Pourrez-vous bientôt rejoindre votre seconde résidence ? La Wallonie et la Flandre en ont marre d’une mesure “inutile”

La ministre flamande du Tourisme, Zuhal Demir (N-VA), appelle à la levée, “le plus rapidement possible”, de l’interdiction de se rendre dans sa seconde résidence à la mer ou dans les Ardennes.

Filip Bunkens on Unsplash

Cette interdiction ne se justifie plus, estime la ministre sur Facebook, soutenue par le ministre-président flamand Jan Jambon. Quant à la Wallonie, elle demande que des perspectives soient apportées aux propriétaires de seconde résidence, là aussi “le plus rapidement possible“.

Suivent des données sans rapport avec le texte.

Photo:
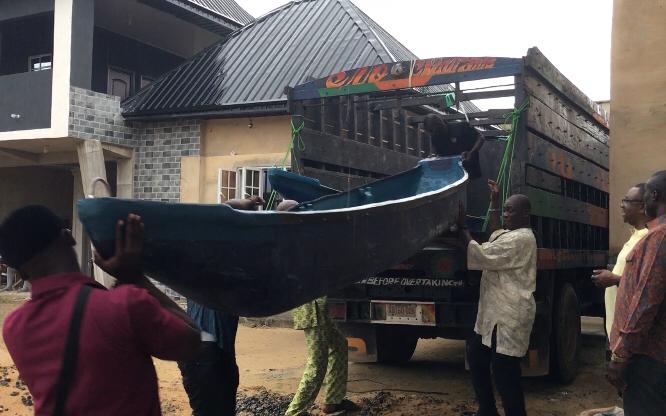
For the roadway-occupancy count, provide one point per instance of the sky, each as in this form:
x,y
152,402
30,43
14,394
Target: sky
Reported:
x,y
575,35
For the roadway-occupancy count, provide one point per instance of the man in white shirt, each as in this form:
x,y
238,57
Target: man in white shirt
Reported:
x,y
633,213
506,303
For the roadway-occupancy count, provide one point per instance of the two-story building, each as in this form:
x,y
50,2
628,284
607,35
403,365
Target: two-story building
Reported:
x,y
65,66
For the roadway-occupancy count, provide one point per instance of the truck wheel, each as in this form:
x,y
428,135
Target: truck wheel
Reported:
x,y
394,345
566,335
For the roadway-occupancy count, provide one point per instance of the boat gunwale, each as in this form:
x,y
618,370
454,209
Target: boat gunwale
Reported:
x,y
357,208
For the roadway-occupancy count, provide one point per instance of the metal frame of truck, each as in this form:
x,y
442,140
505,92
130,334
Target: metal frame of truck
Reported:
x,y
364,124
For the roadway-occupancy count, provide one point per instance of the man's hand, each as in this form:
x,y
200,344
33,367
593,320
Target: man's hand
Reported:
x,y
125,265
616,375
604,278
249,204
461,222
494,191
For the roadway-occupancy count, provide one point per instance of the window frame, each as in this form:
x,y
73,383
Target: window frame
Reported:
x,y
40,56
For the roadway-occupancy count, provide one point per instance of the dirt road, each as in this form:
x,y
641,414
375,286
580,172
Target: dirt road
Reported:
x,y
434,382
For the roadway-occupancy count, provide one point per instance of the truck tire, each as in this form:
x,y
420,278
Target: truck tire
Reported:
x,y
566,335
394,345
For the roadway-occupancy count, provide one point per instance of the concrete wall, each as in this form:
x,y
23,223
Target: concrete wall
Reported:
x,y
638,94
160,148
52,187
230,144
29,95
93,115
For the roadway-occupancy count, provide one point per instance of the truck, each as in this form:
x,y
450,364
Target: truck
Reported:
x,y
550,142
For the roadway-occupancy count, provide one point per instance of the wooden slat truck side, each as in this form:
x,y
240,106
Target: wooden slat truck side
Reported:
x,y
364,124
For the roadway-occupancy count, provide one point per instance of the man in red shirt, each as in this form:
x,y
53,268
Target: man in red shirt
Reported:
x,y
120,329
638,335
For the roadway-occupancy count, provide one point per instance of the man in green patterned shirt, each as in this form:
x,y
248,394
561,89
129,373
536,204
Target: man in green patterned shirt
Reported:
x,y
327,354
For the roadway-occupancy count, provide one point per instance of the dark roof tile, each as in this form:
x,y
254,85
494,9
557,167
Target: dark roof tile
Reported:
x,y
302,40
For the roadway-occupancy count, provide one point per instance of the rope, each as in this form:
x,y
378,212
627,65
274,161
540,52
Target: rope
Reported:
x,y
296,141
506,166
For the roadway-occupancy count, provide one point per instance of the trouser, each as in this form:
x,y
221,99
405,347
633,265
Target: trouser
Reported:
x,y
327,349
506,371
646,387
211,381
11,277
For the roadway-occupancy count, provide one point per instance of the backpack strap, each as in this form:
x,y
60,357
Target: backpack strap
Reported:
x,y
71,351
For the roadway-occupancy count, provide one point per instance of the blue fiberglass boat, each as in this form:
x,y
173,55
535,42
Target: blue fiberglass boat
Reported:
x,y
261,263
297,187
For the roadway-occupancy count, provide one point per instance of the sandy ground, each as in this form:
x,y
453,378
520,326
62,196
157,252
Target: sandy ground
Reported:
x,y
433,383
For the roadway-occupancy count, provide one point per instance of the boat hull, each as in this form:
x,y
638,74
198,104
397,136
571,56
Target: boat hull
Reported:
x,y
263,263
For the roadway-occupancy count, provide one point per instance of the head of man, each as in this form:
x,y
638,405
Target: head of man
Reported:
x,y
516,212
35,241
286,205
655,195
435,126
633,206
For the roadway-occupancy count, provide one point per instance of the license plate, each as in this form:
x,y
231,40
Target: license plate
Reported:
x,y
400,310
403,313
337,311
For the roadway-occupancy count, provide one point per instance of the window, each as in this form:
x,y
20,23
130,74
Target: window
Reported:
x,y
146,81
40,62
226,185
119,83
242,182
252,183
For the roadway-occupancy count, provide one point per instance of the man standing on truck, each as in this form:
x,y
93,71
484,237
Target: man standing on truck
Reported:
x,y
633,213
638,337
457,138
506,303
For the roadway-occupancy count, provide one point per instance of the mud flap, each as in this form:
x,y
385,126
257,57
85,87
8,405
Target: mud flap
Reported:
x,y
361,341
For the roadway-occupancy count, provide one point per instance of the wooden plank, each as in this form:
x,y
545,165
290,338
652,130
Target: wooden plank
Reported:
x,y
566,164
487,122
554,259
545,121
481,95
536,61
542,179
434,100
494,133
496,115
538,90
333,150
546,204
337,180
521,153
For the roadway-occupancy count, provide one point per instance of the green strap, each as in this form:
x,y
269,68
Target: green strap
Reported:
x,y
296,141
506,165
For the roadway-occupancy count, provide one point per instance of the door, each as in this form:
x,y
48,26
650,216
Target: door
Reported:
x,y
120,83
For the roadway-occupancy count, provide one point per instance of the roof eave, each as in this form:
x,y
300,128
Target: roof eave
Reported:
x,y
268,108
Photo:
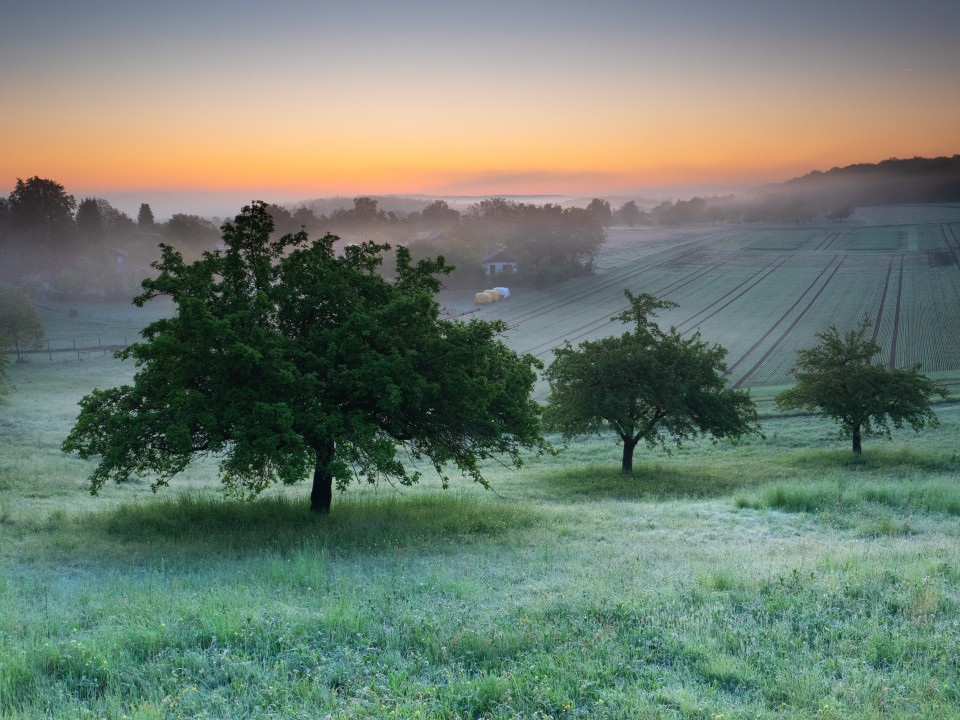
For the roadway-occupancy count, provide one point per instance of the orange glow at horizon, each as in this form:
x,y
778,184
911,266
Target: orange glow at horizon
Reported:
x,y
579,109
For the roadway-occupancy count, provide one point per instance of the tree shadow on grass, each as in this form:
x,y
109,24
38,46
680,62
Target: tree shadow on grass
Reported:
x,y
647,483
193,527
898,461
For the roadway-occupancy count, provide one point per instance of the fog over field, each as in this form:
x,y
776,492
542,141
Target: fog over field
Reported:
x,y
539,360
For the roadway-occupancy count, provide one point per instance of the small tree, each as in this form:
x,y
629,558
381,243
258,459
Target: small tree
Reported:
x,y
647,385
20,325
145,216
837,380
283,357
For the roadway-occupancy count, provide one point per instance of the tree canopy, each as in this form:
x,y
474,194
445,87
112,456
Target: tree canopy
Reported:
x,y
837,379
283,357
648,385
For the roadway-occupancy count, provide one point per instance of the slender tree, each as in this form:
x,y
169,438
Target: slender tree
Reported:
x,y
145,216
284,358
838,380
647,385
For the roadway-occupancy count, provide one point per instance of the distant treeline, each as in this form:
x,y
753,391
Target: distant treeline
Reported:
x,y
52,245
832,195
50,242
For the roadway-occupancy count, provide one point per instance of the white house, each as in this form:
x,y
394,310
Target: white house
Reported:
x,y
499,262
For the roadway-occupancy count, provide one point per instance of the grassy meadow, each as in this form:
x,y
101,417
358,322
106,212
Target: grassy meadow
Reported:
x,y
778,577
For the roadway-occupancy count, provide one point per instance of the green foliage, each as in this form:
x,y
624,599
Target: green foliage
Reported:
x,y
837,380
647,385
284,357
20,325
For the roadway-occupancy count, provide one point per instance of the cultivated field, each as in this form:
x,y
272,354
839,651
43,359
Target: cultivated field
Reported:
x,y
764,292
778,577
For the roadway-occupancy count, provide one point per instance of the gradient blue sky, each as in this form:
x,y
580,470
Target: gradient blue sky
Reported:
x,y
300,99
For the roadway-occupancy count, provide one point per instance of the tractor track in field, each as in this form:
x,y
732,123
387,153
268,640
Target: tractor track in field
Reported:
x,y
953,251
827,242
771,267
782,318
589,327
662,258
896,319
883,300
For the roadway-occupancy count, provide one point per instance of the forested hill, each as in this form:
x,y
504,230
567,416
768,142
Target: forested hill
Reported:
x,y
891,182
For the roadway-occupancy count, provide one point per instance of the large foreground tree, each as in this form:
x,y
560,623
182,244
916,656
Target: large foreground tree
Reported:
x,y
284,358
648,385
837,380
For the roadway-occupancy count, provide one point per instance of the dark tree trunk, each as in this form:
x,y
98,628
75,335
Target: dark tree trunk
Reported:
x,y
322,493
626,467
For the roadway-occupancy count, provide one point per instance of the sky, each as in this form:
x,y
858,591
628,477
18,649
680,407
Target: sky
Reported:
x,y
215,101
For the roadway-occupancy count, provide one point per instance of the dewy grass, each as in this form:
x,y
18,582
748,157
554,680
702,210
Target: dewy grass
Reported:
x,y
775,578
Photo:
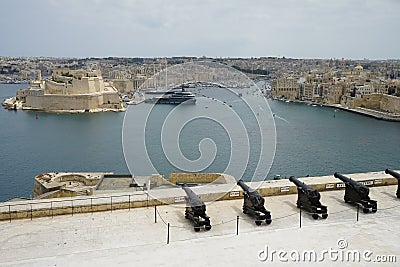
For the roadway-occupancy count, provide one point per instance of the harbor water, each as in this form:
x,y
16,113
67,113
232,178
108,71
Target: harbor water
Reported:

La semaine passée, le Conseil national de sécurité a décidé de ne pas autoriser les séjours dans les secondes résidences avant le 8 juin au plus tôt, ce qui a poussé plusieurs centaines de propriétaires à s’unir pour mettre en demeure l’Etat belge.

Une mesure inutile ?

Ce lundi, la ministre flamande du Tourisme Zuhal Demir et le ministre-président régional ont à leur tour estimé que cette interdiction n’est plus tenable. “Si vous voulez empêcher les gens d’aller dans leur propriété ou leur caravane, vous devez pouvoir le justifier. Et cette justification est aujourd’hui totalement absente. Au contraire, des voix importantes dans le débat, comme celle du virologue Marc Van Ranst, estiment que cette interdiction est une ‘mauvaise mesure’ et qu’elle est inutile d’un point de vue virologique“, a ainsi écrit Zuhal Demir sur Facebook.

Naturellement, des mesures sont nécessaires pour éviter que les gens se rassemblent dans les lieux touristiques mais c’est la responsabilité des autorités locales et surtout des gens eux-mêmes“, a-t-elle ajouté en rappelant que les propriétaires de secondes résidences, dans les lieux touristiques, “font partie du système économique“.

Même son de cloche en Wallonie

Une position que partage la Wallonie même si le propos est plus feutré. La ministre wallonne du Tourisme, Valérie De Bue (MR), indique ainsi recevoir “de nombreuses sollicitations de la part des propriétaires de secondes résidences qui se posent des questions et ne comprennent pas le maintien de cette interdiction“. “Nous entendons leurs interrogations et nous souhaitons que des perspectives claires leur soient apportées le plus rapidement possible“, a expliqué le porte-parole de la ministre De Bue.